In order to figure out the actual allowed keylegths I am using this code:
import org.bouncycastle.jce.provider.BouncyCastleProvider;
import javax.crypto.Cipher;
import java.security.GeneralSecurityException;
import java.security.Provider;
import java.security.Security;
public class JCETest {
public static void main( String[] args ) throws GeneralSecurityException
{
BouncyCastleProvider bouncyCastleProvider = new BouncyCastleProvider();
Security.addProvider(bouncyCastleProvider);
System.out.println( "\nSecurity-Provider:" );
for( Provider prov : Security.getProviders() ) {
System.out.println( " " + prov + ": " + prov.getInfo() );
}
System.out.println( "\nMaxAllowedKeyLength (for '" + Cipher.getInstance("AES").getProvider() + "' using current 'JCE Policy Files'):\n"
+ " DES = " + Cipher.getMaxAllowedKeyLength( "DES" ) + "\n"
+ " Triple DES = " + Cipher.getMaxAllowedKeyLength( "Triple DES" ) + "\n"
+ " AES = " + Cipher.getMaxAllowedKeyLength( "AES" ) + "\n"

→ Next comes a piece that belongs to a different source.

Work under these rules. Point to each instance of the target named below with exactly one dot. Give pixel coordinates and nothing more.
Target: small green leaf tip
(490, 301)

+ " Blowfish = " + Cipher.getMaxAllowedKeyLength( "Blowfish" ) + "\n"
+ " RSA = " + Cipher.getMaxAllowedKeyLength( "RSA" ) + "\n" );
}
}
The output for the Orcale JDK 1.7 and it's build in providers is:
Security-Provider:
SUN version 1.7: SUN (DSA key/parameter generation; DSA signing; SHA-1, MD5 digests; SecureRandom; X.509 certificates; JKS keystore; PKIX CertPathValidator; PKIX CertPathBuilder; LDAP, Collection CertStores, JavaPolicy Policy; JavaLoginConfig Configuration)

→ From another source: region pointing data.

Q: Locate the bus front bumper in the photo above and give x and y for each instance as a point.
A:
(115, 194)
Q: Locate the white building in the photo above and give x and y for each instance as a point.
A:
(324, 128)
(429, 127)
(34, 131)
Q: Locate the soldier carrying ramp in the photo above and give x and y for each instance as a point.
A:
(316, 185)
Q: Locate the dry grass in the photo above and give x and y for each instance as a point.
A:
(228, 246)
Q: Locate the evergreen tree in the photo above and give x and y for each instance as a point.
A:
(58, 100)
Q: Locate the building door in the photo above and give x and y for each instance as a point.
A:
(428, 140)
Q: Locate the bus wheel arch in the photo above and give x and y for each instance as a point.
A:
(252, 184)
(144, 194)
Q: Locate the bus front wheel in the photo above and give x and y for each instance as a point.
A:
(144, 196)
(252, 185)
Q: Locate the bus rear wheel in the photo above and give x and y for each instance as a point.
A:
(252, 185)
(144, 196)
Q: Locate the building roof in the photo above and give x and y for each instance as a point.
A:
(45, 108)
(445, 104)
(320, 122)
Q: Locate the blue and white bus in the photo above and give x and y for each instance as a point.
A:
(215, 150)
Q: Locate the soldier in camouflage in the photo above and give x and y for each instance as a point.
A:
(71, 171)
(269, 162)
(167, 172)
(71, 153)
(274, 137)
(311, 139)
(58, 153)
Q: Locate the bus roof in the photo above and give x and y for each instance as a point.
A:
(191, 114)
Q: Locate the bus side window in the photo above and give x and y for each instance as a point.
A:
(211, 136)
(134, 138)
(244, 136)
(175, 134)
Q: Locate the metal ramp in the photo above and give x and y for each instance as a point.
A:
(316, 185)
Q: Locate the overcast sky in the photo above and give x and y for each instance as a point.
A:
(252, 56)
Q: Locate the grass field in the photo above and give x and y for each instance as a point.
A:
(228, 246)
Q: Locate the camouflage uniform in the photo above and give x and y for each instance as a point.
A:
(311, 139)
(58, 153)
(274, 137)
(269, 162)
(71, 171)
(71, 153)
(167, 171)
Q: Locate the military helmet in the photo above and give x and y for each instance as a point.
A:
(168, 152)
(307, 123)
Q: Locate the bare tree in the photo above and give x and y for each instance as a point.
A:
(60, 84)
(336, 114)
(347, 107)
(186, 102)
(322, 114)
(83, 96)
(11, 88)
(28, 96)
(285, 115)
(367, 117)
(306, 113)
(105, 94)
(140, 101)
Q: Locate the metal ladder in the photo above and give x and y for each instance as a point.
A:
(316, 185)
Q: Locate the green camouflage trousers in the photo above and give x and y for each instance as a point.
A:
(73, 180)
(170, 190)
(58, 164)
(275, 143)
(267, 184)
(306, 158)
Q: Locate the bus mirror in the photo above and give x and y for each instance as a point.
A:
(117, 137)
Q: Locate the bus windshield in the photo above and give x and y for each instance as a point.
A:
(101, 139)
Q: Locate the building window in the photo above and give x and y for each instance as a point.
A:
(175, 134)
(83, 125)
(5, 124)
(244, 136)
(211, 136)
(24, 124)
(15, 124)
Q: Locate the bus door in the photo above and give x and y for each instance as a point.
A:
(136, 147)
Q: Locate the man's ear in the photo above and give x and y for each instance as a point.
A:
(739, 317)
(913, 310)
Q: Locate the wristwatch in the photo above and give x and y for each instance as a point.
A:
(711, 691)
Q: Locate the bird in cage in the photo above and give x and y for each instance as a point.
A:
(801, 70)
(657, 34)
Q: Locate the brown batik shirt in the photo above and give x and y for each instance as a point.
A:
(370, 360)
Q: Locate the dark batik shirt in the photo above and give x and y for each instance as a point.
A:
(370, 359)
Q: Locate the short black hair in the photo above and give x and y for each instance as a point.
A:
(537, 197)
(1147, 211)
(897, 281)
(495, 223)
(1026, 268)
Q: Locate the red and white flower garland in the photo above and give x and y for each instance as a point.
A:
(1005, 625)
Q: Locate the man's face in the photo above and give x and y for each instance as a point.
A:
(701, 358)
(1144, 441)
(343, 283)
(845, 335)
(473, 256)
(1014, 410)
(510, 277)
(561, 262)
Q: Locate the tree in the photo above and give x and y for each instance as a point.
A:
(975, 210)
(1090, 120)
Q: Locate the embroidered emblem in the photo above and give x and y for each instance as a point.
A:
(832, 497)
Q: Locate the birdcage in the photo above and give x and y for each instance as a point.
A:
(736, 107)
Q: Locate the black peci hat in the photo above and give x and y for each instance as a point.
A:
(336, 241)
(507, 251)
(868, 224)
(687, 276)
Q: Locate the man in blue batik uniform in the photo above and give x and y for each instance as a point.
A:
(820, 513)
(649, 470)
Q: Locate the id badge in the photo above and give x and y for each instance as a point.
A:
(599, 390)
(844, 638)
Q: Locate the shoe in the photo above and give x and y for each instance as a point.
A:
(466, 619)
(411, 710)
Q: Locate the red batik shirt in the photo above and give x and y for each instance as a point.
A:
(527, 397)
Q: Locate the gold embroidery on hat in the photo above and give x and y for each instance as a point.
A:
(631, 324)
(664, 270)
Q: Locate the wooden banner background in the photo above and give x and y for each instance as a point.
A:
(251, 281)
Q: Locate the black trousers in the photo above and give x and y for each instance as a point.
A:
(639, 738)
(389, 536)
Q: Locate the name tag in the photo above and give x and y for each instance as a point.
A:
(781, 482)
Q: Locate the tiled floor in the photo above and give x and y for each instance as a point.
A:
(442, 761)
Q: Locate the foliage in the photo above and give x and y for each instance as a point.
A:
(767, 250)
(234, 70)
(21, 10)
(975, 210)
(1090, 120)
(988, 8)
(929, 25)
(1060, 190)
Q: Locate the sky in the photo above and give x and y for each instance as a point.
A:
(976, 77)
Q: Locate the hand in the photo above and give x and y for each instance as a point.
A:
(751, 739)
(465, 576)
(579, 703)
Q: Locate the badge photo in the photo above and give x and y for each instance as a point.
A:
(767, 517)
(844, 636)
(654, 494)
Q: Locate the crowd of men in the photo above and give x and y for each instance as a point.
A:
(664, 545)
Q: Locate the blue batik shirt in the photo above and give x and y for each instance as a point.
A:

SunRsaSign version 1.7: Sun RSA signature provider
SunEC version 1.7: Sun Elliptic Curve provider (EC, ECDSA, ECDH)
SunJSSE version 1.7: Sun JSSE provider(PKCS12, SunX509 key/trust factories, SSLv3, TLSv1)

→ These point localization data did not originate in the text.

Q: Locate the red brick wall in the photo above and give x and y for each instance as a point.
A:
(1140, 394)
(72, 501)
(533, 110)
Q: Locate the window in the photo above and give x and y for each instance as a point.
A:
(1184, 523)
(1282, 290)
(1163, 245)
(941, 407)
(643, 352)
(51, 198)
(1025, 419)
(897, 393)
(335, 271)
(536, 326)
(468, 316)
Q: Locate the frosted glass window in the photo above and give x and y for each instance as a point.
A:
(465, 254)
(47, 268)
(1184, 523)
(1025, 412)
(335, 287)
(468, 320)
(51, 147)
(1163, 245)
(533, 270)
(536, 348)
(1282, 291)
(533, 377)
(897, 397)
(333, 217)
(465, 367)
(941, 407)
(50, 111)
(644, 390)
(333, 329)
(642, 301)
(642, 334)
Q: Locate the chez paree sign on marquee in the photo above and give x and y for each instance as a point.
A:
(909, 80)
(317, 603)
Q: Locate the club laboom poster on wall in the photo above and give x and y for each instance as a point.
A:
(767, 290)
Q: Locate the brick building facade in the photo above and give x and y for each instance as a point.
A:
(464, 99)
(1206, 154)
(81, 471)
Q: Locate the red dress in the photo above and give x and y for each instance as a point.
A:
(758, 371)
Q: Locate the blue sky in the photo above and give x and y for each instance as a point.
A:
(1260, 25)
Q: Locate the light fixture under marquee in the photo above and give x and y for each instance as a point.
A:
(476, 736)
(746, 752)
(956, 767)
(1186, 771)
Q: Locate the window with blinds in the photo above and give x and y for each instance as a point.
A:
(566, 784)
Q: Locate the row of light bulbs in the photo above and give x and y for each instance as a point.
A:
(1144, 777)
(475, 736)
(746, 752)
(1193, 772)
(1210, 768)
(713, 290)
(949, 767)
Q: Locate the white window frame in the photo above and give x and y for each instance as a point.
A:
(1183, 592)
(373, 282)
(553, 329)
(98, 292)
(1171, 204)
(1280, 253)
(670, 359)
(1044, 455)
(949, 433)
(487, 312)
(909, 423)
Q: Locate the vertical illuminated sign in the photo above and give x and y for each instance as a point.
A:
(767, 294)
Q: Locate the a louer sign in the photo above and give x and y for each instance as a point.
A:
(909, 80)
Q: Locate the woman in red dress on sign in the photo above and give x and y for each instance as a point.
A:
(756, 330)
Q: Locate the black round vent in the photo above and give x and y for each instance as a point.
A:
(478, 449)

SunJCE version 1.7: SunJCE Provider (implements RSA, DES, Triple DES, AES, Blowfish, ARCFOUR, RC2, PBE, Diffie-Hellman, HMAC)
SunJGSS version 1.7: Sun (Kerberos v5, SPNEGO)
SunSASL version 1.7: Sun SASL provider(implements client mechanisms for: DIGEST-MD5, GSSAPI, EXTERNAL, PLAIN, CRAM-MD5, NTLM; server mechanisms for: DIGEST-MD5, GSSAPI, CRAM-MD5, NTLM)
XMLDSig version 1.0: XMLDSig (DOM XMLSignatureFactory; DOM KeyInfoFactory)
SunPCSC version 1.7: Sun PC/SC provider
BC version 1.46: BouncyCastle Security Provider v1.46
MaxAllowedKeyLength (for 'SunJCE version 1.7' using current 'JCE Policy Files'):
DES = 64
Triple DES = 128
AES = 128
Blowfish = 128
RSA = 2147483647
But when I apply BC as provider by switching to
Cipher.getInstance("AES", bouncyCastleProvider).getProvider()
It still shows me the limited key length (except for RSA) like this:
MaxAllowedKeyLength (for 'BC version 1.46' using current 'JCE Policy Files'):
DES = 64
Triple DES = 128
AES = 128
Blowfish = 128
RSA = 2147483647
But when I change the JDK to openJDK, I get this output:
MaxAllowedKeyLength (for 'BC version 1.46' using current 'JCE Policy Files'):
DES = 2147483647
Triple DES = 2147483647
AES = 2147483647
Blowfish = 2147483647
RSA = 2147483647
This astonishes me since I was under the impression that not the JDK but the security-provider limiting the key length. But my tests are showing that obviously the JDK is limiting the key length, no matter which provider I choose.
My question is: Did I got something wrong? Is there a way to unleash the keyleght with the Oracle JDK?